Since there isn’t an off-the-shelf tool that can merge these custom spreadsheets with the DDI 3 metadata, this step required some custom programming. Using Colectica SDK this was a fairly quick task. Here is a rough outline of the custom program:
- For each row in the spreadsheet:
- Read the variable name and retrieve the variable from Colectica Repository
- If an extended label is specified for the variable, update the variable’s label
- If a description is specified for the variable, set the variable’s description
- If question text is specified:
- Create a new DDI 3 question item with the appropriate text
- Add the question to the repository
- Associate the variable with the new question
- Finally, save the updated variable and continue to the next row
- After processing the spreadsheet, synchronize the changes with the repository
Step 4: Web documents and Codebooks
The MIDUS web site contains abstracts, funding information, citation information, and more details that give a broad overview of the MIDUS study. DDI 3 provides fields for this information, so we simply copied and pasted the information from the web site into the corresponding fields in Colectica Designer.
The advantage of managing this information in Colectica instead of as simple HTML files is that from now on, changes to the information will be tracked as new versions. This results in a full audit log and version history for the MIDUS documentation.
The MIDUS web site also linked to codebooks describing each of the MIDUS datasets. These codebooks don’t contain any information that isn’t also found in the DDI 2, data files, or spreadsheets. That makes the codebooks easy to deal with: we just ignored them. A future article will describe how we automatically generated new, more interactive codebooks from the DDI 3 metadata.
Step 5: PDF Documents
The MIDUS web site also links to many PDF documents that contain additional information useful to researchers. Adding these links to the DDI 3 was straightforward with Colectica Designer.
- Enter the document title, documentation type, and URL in each study’s Related Materials section
- Use the Detect MIME Type feature to automatically set the content type of each document
Step 6: Computer Assisted Interviewing (CAI) Source Code
The MIDUS surveys were conducted using the CASES computer assisted interviewing (CAI) system. Since Colectica Designer supports importing CASES source code, this was a simple step. We just used the Import CASES feature to bring in all the questions and the flow logic of the survey.
But what about the questions that were created when we imported from DDI 2 and merged the information from the custom spreadsheets? MIDUS researchers decided that the CAI source code should be canonical when question text differed, since it is the language respondents actually heard or saw. A future article will detail how we made this happen.
Where does this leave us?
This article describes how we used off-the-shelf tools, with a bit of custom programming, to convert documentation from a wide range of resources into a single, standards-based format. The MIDUS documentation is now stored in one authoritative repository. With this repository, we can reuse resources like classifications, questions, and variable descriptions; track all changes to the MIDUS project; and generate rich forms of documentation.
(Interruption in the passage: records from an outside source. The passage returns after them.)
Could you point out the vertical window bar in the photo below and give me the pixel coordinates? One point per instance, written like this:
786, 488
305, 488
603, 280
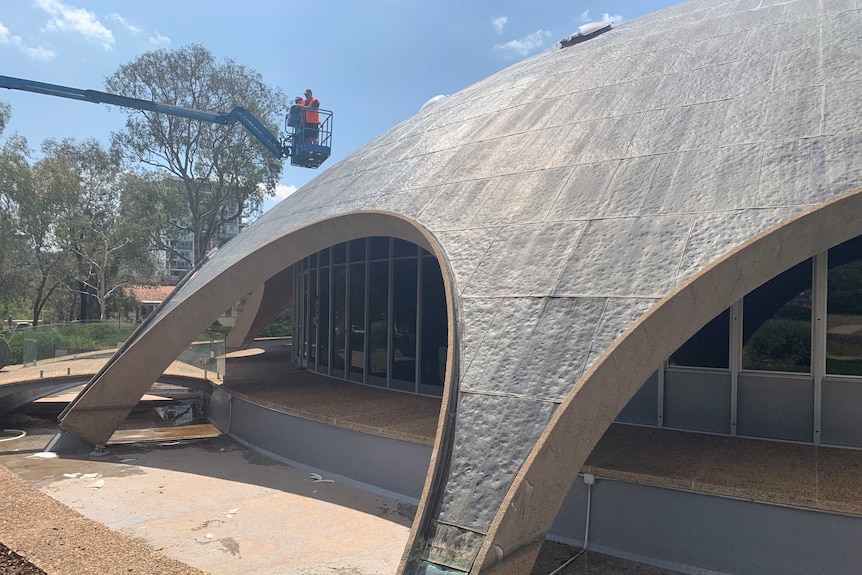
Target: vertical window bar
660, 397
329, 340
418, 375
390, 311
346, 336
820, 270
735, 360
367, 319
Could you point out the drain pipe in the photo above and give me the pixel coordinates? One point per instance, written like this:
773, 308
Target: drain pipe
589, 480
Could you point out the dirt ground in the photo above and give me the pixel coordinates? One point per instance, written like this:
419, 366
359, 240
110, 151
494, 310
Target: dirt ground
204, 506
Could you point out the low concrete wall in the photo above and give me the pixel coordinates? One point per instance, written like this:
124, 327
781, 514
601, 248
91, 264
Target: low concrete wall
395, 466
698, 533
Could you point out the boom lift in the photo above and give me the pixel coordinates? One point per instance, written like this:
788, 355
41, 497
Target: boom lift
301, 150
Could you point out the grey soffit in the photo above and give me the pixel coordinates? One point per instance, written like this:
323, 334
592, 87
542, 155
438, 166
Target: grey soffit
577, 187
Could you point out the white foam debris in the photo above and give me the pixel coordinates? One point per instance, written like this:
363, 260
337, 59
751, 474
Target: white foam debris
43, 455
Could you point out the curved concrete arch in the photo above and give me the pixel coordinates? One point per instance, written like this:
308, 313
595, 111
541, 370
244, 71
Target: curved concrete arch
218, 284
534, 498
263, 304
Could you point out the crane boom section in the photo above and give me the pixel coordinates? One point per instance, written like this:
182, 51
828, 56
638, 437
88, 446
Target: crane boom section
237, 115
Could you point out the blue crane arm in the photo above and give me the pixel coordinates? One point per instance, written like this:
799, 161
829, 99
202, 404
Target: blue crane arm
238, 114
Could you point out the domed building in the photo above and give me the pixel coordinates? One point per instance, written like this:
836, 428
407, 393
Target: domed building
658, 226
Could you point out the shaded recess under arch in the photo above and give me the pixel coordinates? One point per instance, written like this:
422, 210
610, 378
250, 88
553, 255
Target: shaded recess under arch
240, 268
532, 502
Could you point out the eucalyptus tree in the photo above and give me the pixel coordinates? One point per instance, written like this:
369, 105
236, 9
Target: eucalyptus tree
15, 182
223, 171
109, 249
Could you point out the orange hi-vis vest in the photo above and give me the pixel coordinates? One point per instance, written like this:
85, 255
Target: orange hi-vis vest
311, 115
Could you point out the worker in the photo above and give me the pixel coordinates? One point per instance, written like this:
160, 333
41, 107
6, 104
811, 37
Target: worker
312, 118
294, 115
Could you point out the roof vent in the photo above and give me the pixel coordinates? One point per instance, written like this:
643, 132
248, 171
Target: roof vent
586, 32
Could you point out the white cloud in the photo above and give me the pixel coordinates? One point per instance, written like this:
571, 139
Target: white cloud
608, 18
65, 18
124, 23
159, 40
499, 23
39, 53
525, 45
282, 191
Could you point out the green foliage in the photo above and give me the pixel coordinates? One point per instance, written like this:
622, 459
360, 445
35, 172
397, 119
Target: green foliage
71, 338
222, 171
5, 353
276, 329
780, 345
845, 289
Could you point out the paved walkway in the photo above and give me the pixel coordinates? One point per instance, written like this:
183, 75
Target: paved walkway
203, 501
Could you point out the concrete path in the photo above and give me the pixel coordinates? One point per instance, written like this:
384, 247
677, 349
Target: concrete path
221, 507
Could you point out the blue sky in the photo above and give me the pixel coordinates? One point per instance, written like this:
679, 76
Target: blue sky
373, 62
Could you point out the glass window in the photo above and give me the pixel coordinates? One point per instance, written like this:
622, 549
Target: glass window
404, 309
776, 323
312, 316
844, 309
709, 347
378, 319
401, 248
339, 253
357, 250
378, 248
323, 330
339, 318
435, 325
356, 294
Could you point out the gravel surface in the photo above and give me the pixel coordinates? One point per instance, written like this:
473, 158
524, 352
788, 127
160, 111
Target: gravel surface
60, 541
13, 564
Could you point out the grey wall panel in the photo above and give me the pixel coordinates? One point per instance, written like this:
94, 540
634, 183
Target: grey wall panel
570, 524
643, 407
775, 406
699, 401
217, 408
391, 464
695, 532
841, 419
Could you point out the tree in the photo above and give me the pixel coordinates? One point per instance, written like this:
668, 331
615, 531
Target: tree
109, 250
53, 186
15, 181
223, 171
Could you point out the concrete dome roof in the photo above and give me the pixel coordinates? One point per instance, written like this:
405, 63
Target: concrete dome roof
637, 183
Since MIDUS is a longitudinal study, many classifications, questions, and variables are repeated in each wave of data collection. The next article will explore how we automatically harmonized these resources. It will also discuss how we merged the questions that were described in the DDI 2 metadata with the actual question text found in the computer-assisted interviewing system source code.
Subsequent articles will show how we used this harmonized metadata to generate modern, interactive codebooks that make it easy for researchers to discover the data they need.